Just wondering what the goal is.
You offer free mixing...and maybe you get a dozen or so people who are in need of mixing help that bite, because FREE is a big seller in the home rec world.
So then you mix a couple dozen freebies...and you post them on your website as "clients" you done work for...and that's the "portfolio" that gives you some kind of cred when later on when you start charging $$ and the paying customers show up and see the "portfolio" and assume that you're an in-demand mixer with all those clients.
One problem (like you already touched on)...if you get a bunch of newbs with really shitty tracks looking for free mixing...well, you know those mixes are going to be shit, for the most part, and for them to be of any "cred" value...you end up working much harder to get them even decent sounding (something your future paying clients will not know...how hard you worked to polish the turds)...so it's not as simple as doing freebies to build a worthwhile portfolio.

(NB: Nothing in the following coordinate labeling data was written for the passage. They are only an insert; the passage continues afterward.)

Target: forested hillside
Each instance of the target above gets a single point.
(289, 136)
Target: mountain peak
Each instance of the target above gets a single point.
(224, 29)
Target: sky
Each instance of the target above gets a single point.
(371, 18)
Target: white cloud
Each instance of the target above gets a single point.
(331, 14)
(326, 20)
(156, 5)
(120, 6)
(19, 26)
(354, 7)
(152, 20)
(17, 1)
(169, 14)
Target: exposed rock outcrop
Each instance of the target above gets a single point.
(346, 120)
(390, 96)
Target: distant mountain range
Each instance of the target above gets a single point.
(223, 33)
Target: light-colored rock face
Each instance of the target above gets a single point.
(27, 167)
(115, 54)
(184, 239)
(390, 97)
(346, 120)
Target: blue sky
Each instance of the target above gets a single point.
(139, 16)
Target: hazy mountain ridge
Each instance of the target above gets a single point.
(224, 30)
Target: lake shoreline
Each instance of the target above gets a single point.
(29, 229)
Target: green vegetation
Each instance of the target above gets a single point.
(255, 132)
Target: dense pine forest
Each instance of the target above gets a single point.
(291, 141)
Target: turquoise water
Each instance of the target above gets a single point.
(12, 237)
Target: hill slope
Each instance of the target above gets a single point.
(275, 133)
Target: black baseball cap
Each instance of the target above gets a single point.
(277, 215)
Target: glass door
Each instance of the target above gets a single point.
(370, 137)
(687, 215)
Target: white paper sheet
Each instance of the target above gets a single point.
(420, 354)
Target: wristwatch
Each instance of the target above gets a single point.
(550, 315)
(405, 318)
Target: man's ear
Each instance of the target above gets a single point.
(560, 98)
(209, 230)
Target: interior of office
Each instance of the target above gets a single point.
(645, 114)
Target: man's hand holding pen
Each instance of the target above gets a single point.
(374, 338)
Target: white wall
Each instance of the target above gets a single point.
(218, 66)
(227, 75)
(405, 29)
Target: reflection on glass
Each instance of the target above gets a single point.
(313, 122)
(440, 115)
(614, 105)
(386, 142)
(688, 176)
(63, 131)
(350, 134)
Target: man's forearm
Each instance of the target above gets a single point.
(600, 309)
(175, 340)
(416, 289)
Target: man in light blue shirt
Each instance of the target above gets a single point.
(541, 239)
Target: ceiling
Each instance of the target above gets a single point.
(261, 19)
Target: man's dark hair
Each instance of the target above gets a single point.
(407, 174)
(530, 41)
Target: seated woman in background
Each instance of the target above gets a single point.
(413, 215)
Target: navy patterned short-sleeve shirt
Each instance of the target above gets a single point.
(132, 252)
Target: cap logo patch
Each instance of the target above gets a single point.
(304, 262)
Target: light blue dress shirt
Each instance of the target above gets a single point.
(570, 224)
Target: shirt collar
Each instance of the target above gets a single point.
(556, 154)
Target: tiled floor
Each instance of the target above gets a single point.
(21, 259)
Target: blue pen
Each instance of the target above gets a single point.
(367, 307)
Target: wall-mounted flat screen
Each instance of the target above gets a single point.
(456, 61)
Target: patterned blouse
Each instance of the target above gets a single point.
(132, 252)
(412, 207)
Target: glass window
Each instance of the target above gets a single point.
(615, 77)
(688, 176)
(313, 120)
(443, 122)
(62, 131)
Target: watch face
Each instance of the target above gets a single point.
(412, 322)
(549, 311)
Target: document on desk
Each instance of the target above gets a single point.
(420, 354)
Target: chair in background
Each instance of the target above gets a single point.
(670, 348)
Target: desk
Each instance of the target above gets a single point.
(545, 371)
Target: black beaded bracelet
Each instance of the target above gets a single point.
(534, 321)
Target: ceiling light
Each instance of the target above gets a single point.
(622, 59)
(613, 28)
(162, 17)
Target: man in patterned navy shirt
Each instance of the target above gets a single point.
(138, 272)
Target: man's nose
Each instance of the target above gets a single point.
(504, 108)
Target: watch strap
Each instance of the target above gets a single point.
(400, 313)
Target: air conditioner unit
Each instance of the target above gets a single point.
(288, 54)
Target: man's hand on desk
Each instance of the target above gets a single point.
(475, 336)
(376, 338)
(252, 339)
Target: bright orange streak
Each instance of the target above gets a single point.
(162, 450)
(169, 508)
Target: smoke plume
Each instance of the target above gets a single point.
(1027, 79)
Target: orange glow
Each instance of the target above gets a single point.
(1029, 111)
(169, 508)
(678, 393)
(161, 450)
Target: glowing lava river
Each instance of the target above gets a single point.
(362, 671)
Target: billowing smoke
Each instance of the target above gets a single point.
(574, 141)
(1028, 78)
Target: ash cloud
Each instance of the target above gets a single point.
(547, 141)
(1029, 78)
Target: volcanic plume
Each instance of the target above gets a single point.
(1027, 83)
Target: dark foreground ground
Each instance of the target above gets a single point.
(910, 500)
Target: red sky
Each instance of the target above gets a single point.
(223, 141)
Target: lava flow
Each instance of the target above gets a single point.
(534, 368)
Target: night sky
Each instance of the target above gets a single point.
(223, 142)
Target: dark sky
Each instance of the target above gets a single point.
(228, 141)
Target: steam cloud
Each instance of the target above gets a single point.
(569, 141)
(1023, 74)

Of course...you can keep offering freebies, and just pick the ones that are good to use in your portfolio.
It's a way to get there...
I don't think it's a bad thing...I mean, if the mixing is good, and its free...there's no real downside, but kinda has a tone of desperation to it...
"I am really needing a large portfolio"...as though someone went into the whole studio thing too deep, and now has to generate the work to justify it...etc.
Maybe it's something else driving it...but it does have that anxious vibe about it.
The part that puts me off...is that it's all anonymous...without any link to a website, etc.
Most guys at least show some basic "studio" webpage and a bit of info if they are doing it as some kind of business.
At least then it looks like you're open for biz...and willing to do some freebies to get things rolling.